Sulla nostra catwalk si affaccia timidamente una donna morbida ed avvolgente, frutto di un vitigno che è l'essenza della morbidezza e della fruttuosità, lo chardonnay. Si tratta del Brut Rosè dell'azienda Ugo Vezzoli; siamo in Oltrepò Pavese, 60% chardonnay, 40% pinot nero, 24 mesi sui lieviti, sboccatura 2014: frutto rosso, ma anche arancio, con note salmastre, vegetali e muschiate proprie del pinot nero, con un lievito ancora molto presente.
Poco dopo sulla scena una donna profondamente femminile, dal profumo più bianco che rosso: un profumo che accoglie, con una buona mineralità e dolcezza del frutto. Un bellissimo sapore di frutta, un aroma elegante e fine: si tratta del Rosè di Villa Matilde di Sessa Aurunca, aglianico 100%, 24 mesi sui lieviti.
A seguire, poi, una donna che è negramaro in purezza, una donna croccante, dal carattere deciso: Five Roses di Leone de Castris, 24 mesi sui lieviti, sboccatura 2013: a tratti è dolce, a tratti è vegetale, con quella parte di foglia lattiginosa, di fico, di castagno, che lo rende così vivace.

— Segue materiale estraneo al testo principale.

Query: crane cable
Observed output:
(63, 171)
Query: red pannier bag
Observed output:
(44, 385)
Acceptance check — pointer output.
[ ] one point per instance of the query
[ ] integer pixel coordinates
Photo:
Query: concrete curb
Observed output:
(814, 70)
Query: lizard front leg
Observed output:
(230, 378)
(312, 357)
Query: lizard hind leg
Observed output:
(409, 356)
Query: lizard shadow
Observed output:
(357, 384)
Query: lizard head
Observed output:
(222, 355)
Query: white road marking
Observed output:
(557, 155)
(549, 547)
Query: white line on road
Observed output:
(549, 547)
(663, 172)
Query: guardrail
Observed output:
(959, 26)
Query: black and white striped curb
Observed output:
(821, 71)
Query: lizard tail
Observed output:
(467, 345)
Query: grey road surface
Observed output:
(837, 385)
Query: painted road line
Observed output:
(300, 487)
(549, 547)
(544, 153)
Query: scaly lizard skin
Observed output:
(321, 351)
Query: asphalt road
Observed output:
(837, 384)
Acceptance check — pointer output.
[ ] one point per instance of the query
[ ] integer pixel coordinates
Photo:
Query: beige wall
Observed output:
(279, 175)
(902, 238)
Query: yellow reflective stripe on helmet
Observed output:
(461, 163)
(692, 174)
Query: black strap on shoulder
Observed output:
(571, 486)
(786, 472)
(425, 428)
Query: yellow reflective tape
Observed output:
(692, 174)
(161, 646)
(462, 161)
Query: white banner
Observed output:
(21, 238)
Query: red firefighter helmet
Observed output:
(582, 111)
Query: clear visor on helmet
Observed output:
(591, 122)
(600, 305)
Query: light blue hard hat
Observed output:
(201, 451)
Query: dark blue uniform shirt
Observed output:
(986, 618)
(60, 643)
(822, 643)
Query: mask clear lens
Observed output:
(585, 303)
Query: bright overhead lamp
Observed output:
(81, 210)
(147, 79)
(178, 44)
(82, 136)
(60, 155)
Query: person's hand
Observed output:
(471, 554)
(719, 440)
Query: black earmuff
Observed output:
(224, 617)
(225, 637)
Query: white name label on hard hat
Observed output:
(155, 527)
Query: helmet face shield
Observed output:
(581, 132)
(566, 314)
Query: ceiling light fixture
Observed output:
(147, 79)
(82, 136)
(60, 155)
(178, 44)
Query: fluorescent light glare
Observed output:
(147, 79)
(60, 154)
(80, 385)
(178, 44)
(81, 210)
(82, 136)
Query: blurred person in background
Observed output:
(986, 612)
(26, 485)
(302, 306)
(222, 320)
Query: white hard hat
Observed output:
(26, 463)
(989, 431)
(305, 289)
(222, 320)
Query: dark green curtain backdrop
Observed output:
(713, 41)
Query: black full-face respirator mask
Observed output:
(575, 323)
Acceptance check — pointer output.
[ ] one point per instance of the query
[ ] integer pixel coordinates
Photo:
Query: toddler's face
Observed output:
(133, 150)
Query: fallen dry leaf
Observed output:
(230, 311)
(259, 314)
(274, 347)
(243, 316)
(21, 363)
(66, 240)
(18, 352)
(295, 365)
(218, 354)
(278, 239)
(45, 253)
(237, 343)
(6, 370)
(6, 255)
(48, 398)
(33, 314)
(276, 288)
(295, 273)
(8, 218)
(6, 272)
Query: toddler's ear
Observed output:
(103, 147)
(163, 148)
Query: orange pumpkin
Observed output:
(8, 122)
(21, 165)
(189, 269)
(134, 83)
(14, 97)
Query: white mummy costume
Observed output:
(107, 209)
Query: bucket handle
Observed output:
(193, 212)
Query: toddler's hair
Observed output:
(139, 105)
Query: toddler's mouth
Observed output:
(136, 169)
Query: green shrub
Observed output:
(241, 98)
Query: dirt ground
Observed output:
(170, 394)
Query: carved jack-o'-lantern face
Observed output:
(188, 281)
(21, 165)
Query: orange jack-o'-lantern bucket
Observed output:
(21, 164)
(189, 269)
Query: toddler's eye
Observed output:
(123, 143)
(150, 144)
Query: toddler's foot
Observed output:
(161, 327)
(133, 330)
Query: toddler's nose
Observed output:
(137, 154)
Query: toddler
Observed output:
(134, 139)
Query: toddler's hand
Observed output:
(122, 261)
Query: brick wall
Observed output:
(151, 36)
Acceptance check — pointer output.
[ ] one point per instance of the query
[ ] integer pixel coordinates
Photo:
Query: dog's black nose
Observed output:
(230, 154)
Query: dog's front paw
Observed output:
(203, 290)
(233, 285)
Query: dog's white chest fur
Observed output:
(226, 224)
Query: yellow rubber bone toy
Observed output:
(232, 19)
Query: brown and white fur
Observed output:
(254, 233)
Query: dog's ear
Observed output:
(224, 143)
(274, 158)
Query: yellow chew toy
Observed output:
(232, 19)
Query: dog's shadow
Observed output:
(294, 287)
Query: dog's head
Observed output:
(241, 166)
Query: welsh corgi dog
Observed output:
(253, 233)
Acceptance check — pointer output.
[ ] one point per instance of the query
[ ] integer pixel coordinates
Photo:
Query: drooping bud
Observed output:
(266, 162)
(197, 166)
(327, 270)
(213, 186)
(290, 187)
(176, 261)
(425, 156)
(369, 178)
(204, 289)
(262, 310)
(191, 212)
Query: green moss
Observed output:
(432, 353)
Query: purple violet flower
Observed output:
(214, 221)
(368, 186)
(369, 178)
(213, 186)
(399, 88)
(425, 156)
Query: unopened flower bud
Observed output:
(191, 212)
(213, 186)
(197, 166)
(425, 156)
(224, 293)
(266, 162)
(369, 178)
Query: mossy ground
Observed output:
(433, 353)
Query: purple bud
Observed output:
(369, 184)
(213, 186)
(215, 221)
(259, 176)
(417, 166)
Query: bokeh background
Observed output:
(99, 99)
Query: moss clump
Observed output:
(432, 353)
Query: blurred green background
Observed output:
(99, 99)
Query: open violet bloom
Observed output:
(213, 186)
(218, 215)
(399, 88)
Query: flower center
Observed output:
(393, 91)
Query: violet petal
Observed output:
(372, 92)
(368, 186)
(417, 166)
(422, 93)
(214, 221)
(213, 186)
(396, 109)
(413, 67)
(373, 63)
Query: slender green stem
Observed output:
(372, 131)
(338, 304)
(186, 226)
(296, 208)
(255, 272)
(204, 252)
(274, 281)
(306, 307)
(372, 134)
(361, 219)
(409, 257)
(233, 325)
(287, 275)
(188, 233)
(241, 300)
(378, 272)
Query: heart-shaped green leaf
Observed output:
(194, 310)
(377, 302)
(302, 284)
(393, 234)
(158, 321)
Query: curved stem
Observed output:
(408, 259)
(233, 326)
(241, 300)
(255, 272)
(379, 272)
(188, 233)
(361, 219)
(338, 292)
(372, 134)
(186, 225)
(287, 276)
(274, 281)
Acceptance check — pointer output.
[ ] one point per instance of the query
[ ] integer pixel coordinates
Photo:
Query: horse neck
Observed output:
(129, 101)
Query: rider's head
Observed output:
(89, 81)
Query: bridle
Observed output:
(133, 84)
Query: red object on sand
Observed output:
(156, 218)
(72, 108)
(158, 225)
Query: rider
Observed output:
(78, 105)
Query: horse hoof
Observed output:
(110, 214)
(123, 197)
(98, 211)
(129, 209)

Se rosè fa rima con osè, non poteva mancare una donna piccante: La Genesia, azienda Torrevilla in Oltrepò Pavese, 100% pinot nero: il cruasè, blend lessicale tra "cru" e "rosè", è molto ricco, con una massa colorante accentuata, dalle tonalità salmonate. Ci sorprendono spezie legnose, profumi di corteccia che ci portano quasi alle radici di china e rabarbaro. Qui il frutto è più alcolico, più spiritato, con una spezia forte e ricca, quasi piccante.
Entra ora in scena la donna zucchero, con il Rosè delle Terre della Custodia, 100% sangiovese, 24 mesi sui lieviti, sboccatura 2014: una dolce caramella, zucchero filato, zucchero cotto che inebriano naso e palato. Poco spazio alla spezia, non molto complesso, non riserva sorprese, costante nel suo fruttato. Una donna di cui sai già molto, non ti invita a scoprire di più, discreta nella sua dolcezza.
La nostra sfilata non poteva che chiudersi con una donna a sorpresa, il More Rosè dell'azienda Castello di Cigognola in Oltrepò, 100% pinot nero, 24 mesi sui lieviti, sboccatura 2013, non dosato: avvolgente, morbido, sembra avere molto da raccontare, con un colore decisamente appropriato, un rosa di media intensità con note ramate.
La serata si è dunque tinta di rosa, grazie alla presenza di molte socie ospiti dell'evento: un sodalizio che si è rivelato vincente, attivo e brillante, riconfermando il profondo legame tra donne e vino come testimonianza di cambiamento. Sulla passerella non si può correre, ma le donne sanno sempre dove andare.